According to Dr. John M. Schwab, the NIGMS chemist who spearheaded the initiative, "Combinatorial chemistry uses massively parallel synthesis to rapidly assemble libraries. We are looking for new, highly efficient methods for synthesis, separation, purification, and analysis that will accelerate the creation of libraries and enable a broader range of structures to be made."
"Another key feature of the CMLD program is that each center must be highly integrated, featuring collaborative, synergistic projects," said Schwab. "This is not typical in the academic chemistry community. But experience has shown that unique insights can be gained when scientists approach a project from different perspectives."
The initiative comes at an opportune time, because recently developed automated screening tools allow scientists to sift through massive collections of compounds in short order. This approach was quickly adopted by the pharmaceutical industry, which routinely uses it to discover bioactive compounds that potentially could be developed into new drugs. Although industry has embraced the use of combinatorial chemistry, it rarely publishes new methods for generating libraries.

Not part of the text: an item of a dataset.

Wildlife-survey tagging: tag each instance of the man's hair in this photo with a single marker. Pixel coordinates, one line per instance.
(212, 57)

Of the chemical libraries that are available to the entire scientific community, many have been assembled using a small number of methods and core chemical scaffolds. That means they contain limited variety. The NIGMS effort seeks to enable the creation of truly unique and diverse, high-quality libraries through the development of new chemical methods. That, said Schwab, "will produce lasting benefits for all of biomedical science."